Scrub the potatoes thoroughly but leave the skin on — it adds texture and helps hold everything together. Cut each potato crosswise in half to fit your food processor feed tube.
Using the shredding disk of your food processor, grate the potatoes and onion together. Work quickly once you start — potatoes begin oxidizing the moment they're cut.
Bundle the grated mixture in a triple layer of cheesecloth, then gather the corners and tie them around a wooden spoon handle. Twist and squeeze aggressively over a bowl until no more liquid drips out — this step makes the difference between soggy and crispy latkes.
Allow the drained liquid to sit undisturbed for a few minutes, then carefully pour off the brownish liquid while keeping the white potato starch that settled at the bottom. This starch is your natural binding agent.

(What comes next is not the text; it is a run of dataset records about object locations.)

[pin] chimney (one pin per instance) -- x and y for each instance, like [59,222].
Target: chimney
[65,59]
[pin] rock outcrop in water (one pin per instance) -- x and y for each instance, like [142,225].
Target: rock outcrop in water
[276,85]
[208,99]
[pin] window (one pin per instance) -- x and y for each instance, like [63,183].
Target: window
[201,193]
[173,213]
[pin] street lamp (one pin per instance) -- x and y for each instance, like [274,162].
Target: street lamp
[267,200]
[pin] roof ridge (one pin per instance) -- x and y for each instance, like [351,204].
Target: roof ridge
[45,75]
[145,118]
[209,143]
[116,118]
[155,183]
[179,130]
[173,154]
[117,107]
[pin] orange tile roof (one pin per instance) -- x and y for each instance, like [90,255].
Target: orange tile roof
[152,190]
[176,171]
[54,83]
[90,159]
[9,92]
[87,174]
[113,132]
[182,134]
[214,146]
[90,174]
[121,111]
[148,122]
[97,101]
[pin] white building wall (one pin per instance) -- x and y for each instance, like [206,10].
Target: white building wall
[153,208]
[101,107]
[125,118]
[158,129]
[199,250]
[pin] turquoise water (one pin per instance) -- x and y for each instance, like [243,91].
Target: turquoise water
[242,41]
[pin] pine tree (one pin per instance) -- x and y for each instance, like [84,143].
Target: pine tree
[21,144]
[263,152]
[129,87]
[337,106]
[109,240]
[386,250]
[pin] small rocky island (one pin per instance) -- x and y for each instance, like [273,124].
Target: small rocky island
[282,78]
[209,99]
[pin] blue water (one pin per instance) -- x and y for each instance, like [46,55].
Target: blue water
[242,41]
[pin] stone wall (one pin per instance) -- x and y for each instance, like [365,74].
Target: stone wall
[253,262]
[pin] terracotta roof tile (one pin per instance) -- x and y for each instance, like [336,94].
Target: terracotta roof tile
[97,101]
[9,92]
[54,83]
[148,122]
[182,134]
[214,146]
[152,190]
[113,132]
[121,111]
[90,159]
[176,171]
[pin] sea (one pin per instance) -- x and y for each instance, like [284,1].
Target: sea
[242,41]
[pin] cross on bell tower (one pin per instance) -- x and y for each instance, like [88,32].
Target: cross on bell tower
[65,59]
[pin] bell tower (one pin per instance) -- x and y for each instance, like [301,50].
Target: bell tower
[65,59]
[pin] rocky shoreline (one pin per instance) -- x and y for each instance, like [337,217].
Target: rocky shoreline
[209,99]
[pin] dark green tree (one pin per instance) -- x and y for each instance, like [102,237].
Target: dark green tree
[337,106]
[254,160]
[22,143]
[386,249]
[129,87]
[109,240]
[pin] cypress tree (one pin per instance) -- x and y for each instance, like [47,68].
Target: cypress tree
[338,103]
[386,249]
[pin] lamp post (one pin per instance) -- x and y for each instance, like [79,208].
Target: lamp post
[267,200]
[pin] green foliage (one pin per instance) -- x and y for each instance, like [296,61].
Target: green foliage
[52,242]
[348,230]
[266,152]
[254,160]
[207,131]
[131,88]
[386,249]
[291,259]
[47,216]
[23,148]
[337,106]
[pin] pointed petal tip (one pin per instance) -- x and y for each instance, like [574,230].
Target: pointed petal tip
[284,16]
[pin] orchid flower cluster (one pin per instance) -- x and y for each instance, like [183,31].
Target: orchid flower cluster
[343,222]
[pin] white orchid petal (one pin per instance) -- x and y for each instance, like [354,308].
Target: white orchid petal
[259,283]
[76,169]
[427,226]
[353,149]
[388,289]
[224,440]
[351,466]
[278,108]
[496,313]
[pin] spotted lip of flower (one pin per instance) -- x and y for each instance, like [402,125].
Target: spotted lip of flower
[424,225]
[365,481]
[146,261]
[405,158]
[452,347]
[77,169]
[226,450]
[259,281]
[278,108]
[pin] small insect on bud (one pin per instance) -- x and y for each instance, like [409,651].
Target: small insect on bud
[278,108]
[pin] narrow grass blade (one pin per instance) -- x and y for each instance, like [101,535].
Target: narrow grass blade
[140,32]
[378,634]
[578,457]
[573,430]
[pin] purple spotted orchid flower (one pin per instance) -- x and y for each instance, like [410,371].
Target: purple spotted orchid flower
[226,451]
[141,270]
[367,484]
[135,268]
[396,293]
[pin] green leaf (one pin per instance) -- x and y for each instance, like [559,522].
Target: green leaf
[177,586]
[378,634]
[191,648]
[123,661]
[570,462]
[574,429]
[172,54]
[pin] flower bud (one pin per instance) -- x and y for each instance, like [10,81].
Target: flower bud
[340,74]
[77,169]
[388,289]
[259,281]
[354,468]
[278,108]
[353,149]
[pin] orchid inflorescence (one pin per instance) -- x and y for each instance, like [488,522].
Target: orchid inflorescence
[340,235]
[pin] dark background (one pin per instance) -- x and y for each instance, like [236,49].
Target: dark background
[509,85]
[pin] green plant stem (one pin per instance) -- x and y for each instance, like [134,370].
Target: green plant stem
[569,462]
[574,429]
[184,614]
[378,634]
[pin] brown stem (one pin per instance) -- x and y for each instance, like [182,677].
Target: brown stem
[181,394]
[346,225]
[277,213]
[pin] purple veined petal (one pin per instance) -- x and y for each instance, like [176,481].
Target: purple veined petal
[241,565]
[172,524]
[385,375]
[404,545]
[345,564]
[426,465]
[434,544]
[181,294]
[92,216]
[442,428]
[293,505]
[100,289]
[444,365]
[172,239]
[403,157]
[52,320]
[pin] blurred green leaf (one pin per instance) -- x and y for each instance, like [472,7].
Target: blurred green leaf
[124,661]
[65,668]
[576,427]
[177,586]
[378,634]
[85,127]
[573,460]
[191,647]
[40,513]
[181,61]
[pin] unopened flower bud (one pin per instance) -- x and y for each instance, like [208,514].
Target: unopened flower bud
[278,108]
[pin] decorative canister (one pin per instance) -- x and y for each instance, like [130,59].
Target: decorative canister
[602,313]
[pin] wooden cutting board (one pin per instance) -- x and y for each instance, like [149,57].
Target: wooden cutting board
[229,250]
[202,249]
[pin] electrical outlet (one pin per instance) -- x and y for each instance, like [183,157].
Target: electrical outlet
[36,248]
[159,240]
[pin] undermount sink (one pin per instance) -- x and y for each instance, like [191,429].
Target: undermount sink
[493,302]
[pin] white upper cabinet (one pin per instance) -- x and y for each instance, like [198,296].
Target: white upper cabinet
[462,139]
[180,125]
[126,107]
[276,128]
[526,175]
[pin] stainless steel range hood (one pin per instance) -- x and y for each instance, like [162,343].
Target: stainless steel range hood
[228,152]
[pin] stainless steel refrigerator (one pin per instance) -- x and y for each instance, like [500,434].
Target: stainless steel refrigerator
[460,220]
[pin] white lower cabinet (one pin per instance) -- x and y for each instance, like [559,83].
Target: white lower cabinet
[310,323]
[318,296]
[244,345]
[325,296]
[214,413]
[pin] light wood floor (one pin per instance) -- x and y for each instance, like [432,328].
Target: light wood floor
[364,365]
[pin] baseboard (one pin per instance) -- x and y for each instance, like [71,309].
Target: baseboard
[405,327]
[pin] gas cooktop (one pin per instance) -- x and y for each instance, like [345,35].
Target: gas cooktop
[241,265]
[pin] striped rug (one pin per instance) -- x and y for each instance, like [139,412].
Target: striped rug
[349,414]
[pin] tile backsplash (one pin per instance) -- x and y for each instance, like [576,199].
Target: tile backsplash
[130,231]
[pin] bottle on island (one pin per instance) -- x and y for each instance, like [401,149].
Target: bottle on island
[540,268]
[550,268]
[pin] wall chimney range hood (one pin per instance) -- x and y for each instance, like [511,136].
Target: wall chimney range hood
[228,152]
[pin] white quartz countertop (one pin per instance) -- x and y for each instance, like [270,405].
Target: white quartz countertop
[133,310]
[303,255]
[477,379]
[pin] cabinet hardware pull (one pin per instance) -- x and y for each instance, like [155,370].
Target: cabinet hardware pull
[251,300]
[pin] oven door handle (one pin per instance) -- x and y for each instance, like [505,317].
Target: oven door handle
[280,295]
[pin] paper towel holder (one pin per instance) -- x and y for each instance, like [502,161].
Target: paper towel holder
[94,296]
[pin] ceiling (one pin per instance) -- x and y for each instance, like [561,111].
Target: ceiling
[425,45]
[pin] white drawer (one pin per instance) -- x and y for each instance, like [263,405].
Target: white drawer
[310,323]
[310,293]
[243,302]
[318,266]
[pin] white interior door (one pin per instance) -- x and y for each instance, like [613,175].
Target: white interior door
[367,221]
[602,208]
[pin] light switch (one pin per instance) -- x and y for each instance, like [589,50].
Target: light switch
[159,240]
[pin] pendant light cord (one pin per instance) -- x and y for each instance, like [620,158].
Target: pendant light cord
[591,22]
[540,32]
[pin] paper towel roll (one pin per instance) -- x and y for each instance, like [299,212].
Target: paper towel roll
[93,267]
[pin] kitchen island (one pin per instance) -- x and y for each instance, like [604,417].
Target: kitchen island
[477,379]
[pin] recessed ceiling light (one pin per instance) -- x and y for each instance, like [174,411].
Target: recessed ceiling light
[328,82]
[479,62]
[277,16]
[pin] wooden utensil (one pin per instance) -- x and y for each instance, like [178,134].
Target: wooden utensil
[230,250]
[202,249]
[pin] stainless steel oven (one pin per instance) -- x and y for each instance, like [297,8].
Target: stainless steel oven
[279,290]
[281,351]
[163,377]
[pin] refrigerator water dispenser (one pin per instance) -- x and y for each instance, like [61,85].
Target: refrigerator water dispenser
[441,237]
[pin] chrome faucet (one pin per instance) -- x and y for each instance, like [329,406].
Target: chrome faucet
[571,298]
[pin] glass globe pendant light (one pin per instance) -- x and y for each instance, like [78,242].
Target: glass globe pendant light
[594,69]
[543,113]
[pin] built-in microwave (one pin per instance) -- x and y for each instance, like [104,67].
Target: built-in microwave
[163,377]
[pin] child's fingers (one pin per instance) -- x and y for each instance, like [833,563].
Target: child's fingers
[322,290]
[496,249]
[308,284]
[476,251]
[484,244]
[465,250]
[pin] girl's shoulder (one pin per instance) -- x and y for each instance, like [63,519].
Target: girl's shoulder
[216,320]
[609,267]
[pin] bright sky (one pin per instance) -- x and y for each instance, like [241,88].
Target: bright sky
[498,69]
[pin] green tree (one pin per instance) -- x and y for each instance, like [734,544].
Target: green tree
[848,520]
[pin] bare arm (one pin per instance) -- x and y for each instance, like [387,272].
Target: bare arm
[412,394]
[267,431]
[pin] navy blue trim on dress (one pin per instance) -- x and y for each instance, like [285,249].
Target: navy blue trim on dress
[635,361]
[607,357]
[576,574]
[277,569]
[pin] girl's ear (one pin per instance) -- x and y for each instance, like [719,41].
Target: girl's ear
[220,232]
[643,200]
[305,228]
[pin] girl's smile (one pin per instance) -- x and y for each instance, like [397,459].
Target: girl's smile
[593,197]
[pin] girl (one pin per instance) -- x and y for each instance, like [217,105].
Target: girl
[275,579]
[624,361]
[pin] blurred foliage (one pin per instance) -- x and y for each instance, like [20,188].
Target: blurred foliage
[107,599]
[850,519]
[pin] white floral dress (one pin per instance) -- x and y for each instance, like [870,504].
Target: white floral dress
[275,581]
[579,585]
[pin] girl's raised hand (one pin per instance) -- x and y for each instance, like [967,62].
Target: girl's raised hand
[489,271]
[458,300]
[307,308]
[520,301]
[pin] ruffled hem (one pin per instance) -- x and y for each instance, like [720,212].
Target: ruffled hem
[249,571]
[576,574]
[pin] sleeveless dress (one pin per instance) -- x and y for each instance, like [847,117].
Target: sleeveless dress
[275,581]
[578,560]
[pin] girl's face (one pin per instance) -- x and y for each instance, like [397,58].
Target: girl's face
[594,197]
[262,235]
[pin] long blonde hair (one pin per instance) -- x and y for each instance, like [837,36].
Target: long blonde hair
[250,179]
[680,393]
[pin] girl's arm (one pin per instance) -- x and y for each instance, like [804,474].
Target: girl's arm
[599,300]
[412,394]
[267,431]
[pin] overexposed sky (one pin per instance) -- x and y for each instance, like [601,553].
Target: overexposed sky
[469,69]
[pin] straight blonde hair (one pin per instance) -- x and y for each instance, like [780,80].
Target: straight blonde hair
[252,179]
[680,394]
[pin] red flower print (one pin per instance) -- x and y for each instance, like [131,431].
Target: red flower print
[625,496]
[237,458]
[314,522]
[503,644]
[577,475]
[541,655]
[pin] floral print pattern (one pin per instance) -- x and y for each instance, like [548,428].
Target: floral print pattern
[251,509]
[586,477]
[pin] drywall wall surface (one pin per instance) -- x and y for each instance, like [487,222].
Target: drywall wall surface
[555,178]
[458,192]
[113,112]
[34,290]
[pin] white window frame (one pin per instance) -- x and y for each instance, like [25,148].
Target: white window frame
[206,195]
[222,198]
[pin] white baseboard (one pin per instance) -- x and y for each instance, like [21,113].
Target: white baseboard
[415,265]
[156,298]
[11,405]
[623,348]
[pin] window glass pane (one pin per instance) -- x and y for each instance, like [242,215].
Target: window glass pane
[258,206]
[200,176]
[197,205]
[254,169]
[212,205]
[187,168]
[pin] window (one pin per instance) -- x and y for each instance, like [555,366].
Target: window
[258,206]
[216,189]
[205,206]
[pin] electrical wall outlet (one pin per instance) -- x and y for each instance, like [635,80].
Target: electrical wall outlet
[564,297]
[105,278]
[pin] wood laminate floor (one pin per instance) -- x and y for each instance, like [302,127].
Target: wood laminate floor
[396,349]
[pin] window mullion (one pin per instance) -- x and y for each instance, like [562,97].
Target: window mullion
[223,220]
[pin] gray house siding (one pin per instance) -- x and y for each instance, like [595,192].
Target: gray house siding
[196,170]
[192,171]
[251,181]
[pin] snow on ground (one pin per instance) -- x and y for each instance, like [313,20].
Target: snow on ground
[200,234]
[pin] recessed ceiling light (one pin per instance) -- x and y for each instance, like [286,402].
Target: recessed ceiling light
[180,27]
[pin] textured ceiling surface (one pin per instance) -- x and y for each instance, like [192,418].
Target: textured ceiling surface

Add the squeezed potato-onion mixture, egg, matzo meal, salt, and pepper to the bowl with the reserved starch. Mix everything together with your fingers until evenly distributed — hands work better than spoons here. Let the mixture rest while you heat the oil.
⏱ 10 min
Pour oil into a large skillet to a depth of 1/4 inch and heat over medium-high heat. Test the temperature by dropping in a small pinch of the potato mixture — it should sizzle immediately and vigorously.
Scoop 1/4 cup of the mixture onto a large spatula and flatten it into a 4-inch patty, pressing gently to compact. The edges should be relatively even but don't worry about perfect circles.
Carefully slide the latke into the hot oil, starting from the edge closest to you. Fry until deeply golden-brown and crispy, about 4-5 minutes per side. Don't flip too early — wait for that deep color to develop.
⏱ 5 min
Lift the finished latkes onto the paper towel-lined baking sheet and let them drain for 2 minutes. This brief rest helps excess oil drip away without making them soggy.
⏱ 2 min
Serve immediately with sour cream for the best texture, or transfer to the wire rack in the warm oven where they'll stay crispy for up to 30 minutes. Just don't stack them or they'll steam and lose their crunch.